Ive always had a great relationship with September, its my spring September where everything is colourful and great! it starts with the day i was born 3rd of Sep (yet dad still insist that its the 5th!) - every year its a great time to me, very special though nothing happens and i celebrate it alone with some really close friends. This year "My September" was different.
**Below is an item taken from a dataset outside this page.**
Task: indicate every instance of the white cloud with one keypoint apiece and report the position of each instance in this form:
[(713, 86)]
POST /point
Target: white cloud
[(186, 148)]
For the first time in my life September fail me so bad but i think because it was trying to warm me about something since years.
it began with a surprisingly weird feeling, it was not joyful and not sad but it was dark and heavy to my heart. yet the thing i was waiting for happened! and i was crying because i thought my feelings this year were deceiving me and that though this dark feeling still September didn't fail me and it gave me the best present on my day...
still my birthday was a bit weird, didnt feel that i have reached 25 years in my life and i am where i am today while i know for a fact that i could have dont more but i ve missed 5 years waiting for this thing to happen while already did!
it is weird how scared i was from it but then i unleashed my happiness and felt it to the ultimate and was dreaming of "My great September" the dark feeling was fading away yet i can sense it... one day later the darkness pealed my happiness from my life and something i prepared my self for since 5 years was lost in a moment of leashed happiness.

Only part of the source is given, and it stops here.